Pour in your coffee grounds and shake the cylinder to spread them evenly. Next, pour on approximately 30g of water (double the amount of water as coffee grounds), stir for 10-15 seconds using the AeroPress stirrer, then insert the top half of the filter and press down for around 30 seconds, until you hear the AeroPress start to ‘hiss’.
Left: add your coffee grounds and water to the AeroPress cylinder. Note that some coffee will start to filter through into the cup almost immediately - this is normal for any non-inverted method. Right: insert the top half of the syringe and press down.
This will leave you with an espresso-amount of concentrated coffee. Add hot water to your liking for an Americano, and enjoy!
Left: the espresso-esque result. Right: a full cup of coffee (after adding more water to make an Americano-style cup).
This is my preferred method for coffee with the AeroPress, particularly at work where I don’t have a kettle, only a water-boiler, which isn’t ideal in terms of precision, but in practise doesn’t make a great deal of difference.
To set up, slightly moisten the rubber seal of the syringe under running water, then insert it about an inch into the wider cylinder (the seal should be about level with the 4 on the outer cylinder). Flip upside-down, and then add your coffee grounds to the AeroPress.
Left: insert the syringe an inch into the cylinder and turn upside down. Right: add the coffee grounds to the AeroPress.
Next, add the hot water. Initially add the same 30g of water, and leave to sit for around 30 seconds. After that, you want to fill the AeroPress chamber all the way, up to about the gap where the filter clips into place (too high will mean you spill over the sides when you stir). Stir gently for about another 30 seconds, then clip the filter cap with filter onto the top of the AeroPress (either wet the filter paper to keep it in place, or balance your metal filter and then clip the cap on top of it).
Left: add the hot water and fill up to almost the lip. Right: fill with water, stir, and clip the filter cap into place.
Now, carefully flip the AeroPress into your coffee cup, then press for a further 30 seconds as with the normal-espresso method. This should provide you with a full cup of coffee, although you can obviously add more water if required.
Left: carefully flip the AeroPress into the coffee cup. Right: a full cup of coffee (no added water)
In all methods, cleanup is the same, and relatively quick and painless. First, unscrew the filter cap carefully, peel off the filter (if you plan to reuse it, otherwise just leave it in place), aim your AeroPress over the bin and press down firmly on top of the syringe until it pops the coffee-ground puck out. Rinse the excess coffee off the AeroPress parts, then wash with soapy water and allow to dry. Easy!

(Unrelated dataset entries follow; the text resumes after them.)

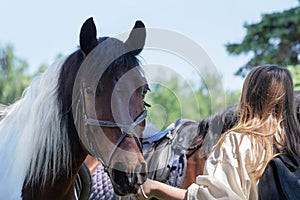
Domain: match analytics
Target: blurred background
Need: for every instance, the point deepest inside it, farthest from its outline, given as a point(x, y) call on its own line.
point(235, 35)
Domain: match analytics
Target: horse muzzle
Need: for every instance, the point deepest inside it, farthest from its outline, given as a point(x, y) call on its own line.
point(125, 181)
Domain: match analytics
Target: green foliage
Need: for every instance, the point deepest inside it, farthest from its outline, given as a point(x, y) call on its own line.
point(175, 99)
point(275, 39)
point(295, 71)
point(13, 80)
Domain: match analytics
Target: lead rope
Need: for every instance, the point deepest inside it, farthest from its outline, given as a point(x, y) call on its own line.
point(143, 192)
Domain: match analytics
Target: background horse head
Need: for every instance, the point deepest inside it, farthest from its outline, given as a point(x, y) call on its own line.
point(209, 131)
point(84, 104)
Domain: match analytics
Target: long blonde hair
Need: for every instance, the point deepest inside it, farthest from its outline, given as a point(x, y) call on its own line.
point(267, 115)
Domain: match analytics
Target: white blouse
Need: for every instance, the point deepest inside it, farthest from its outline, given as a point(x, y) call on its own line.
point(226, 175)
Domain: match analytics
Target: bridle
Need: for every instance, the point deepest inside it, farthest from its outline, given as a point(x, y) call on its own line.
point(127, 130)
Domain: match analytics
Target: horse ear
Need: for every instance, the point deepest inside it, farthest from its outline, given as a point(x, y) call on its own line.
point(136, 40)
point(88, 36)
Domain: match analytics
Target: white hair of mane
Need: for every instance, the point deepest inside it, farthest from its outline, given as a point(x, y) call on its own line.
point(32, 142)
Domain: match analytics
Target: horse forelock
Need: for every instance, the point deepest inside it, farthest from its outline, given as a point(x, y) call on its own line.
point(32, 143)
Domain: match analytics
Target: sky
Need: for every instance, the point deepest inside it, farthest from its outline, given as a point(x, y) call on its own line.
point(40, 30)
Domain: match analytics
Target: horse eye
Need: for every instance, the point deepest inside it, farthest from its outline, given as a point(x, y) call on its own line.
point(89, 90)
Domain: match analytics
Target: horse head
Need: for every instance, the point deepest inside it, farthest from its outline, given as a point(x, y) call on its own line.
point(108, 104)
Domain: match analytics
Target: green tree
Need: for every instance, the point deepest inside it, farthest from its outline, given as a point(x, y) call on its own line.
point(275, 39)
point(13, 80)
point(176, 99)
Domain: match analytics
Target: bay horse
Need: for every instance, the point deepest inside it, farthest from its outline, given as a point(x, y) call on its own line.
point(90, 103)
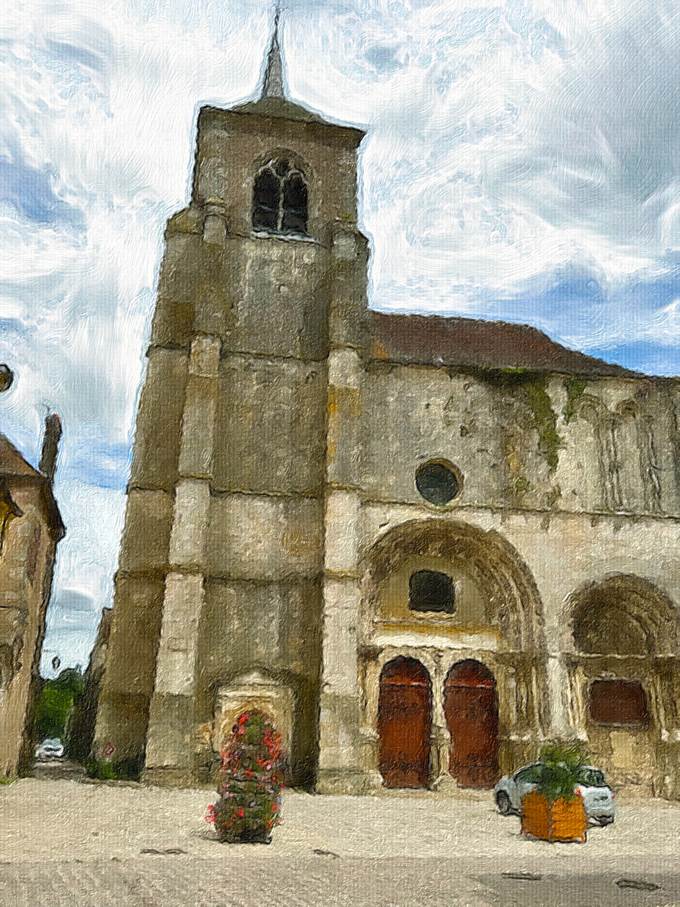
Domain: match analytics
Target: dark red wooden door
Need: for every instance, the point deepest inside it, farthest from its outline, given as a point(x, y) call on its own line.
point(471, 709)
point(404, 721)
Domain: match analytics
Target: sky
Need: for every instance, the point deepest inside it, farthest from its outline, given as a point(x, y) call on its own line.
point(521, 163)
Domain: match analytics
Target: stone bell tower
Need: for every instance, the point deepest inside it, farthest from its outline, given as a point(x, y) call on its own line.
point(219, 589)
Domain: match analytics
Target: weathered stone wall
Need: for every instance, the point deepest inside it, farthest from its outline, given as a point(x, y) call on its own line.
point(222, 554)
point(579, 477)
point(26, 566)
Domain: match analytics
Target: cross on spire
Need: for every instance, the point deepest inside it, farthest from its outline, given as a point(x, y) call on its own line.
point(272, 86)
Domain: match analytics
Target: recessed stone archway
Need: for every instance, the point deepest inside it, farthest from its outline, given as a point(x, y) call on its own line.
point(622, 636)
point(510, 640)
point(512, 598)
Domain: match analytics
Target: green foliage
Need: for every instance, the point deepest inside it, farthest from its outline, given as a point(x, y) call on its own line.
point(561, 766)
point(118, 770)
point(498, 377)
point(545, 420)
point(250, 787)
point(575, 388)
point(533, 386)
point(55, 703)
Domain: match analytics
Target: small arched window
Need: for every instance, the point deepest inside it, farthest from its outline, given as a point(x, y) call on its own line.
point(280, 199)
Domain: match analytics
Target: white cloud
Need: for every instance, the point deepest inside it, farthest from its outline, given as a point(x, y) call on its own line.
point(508, 143)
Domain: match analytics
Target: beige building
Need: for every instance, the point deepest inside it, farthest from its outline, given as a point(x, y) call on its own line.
point(423, 545)
point(30, 528)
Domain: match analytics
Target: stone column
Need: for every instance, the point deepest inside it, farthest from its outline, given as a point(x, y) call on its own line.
point(170, 745)
point(558, 689)
point(342, 748)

Hopefully I’ve managed to convey my love of the AeroPress well here. A couple of final tips that I’ve picked up while using the AeroPress:
Don’t clip the filter cap on for storage. When storing your AeroPress, assuming that you keep it assembled, don’t clip on the filter cap. You want to push the rubber seal all the way through the cylinder, and doing this will mean you don’t have space to clip on the filter cap. This is a good thing; if your filter cap is clipped in place, it means the rubber seal isn’t fully through the cylinder, and can deform if left for long periods of time in this state.

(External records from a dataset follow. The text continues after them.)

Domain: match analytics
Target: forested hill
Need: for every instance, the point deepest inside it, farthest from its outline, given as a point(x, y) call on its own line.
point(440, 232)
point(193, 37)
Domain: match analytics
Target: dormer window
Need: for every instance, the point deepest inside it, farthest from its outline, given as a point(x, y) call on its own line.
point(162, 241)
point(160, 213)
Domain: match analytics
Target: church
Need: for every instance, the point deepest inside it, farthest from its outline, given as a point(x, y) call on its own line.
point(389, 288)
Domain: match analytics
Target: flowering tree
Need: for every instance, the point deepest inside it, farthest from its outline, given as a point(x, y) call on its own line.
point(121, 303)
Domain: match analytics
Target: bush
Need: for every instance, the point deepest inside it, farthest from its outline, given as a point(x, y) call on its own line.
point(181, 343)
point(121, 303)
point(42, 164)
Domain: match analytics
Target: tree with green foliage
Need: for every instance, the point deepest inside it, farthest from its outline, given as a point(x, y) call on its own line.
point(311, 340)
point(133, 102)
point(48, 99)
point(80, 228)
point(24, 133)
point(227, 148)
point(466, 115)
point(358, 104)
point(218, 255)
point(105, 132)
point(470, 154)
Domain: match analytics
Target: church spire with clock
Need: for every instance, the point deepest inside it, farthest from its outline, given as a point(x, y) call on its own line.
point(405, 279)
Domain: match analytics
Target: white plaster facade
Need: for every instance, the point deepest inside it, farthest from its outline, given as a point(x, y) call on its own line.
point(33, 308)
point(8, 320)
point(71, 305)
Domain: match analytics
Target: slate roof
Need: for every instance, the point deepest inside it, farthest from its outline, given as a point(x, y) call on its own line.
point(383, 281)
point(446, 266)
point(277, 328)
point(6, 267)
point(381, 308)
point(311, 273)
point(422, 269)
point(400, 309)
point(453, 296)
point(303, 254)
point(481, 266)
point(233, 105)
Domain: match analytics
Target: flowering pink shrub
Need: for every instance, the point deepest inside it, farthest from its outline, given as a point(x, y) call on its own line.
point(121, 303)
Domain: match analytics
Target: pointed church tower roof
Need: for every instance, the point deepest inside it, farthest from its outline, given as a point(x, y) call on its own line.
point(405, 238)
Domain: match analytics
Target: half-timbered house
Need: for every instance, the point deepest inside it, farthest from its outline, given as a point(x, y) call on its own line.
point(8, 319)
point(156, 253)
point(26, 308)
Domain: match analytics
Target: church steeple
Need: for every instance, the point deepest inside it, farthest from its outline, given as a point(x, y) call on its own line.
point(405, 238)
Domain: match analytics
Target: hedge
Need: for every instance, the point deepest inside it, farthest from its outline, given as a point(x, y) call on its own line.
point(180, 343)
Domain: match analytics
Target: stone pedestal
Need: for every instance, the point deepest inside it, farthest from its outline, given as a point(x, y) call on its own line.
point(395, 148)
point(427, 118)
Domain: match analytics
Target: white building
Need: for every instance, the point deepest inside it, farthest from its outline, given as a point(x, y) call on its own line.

No pressure. Both in a literal sense and a metaphorical sense. When pressing the syringe, don’t feel like you need to force down with all your might. The weight of your forearm and gravity should be enough to press your coffee through in the correct amount of time. Relax.
If you don’t already have an AeroPress, they can be picked up reasonably cheaply in most quality coffee stores, or online stores such as Amazon generally have them. They retail for around £20-25, and a pack of 350 replacement filters is around £4-5 (as is a third-party reusable metal filter), so nothing to break the bank. If you’re thinking about diving into the world of good quality coffee, you need look no further than the Aerobie AeroPress.
Now, if you’ll excuse me, I’m suddenly feeling the urge to make myself a cup of coffee.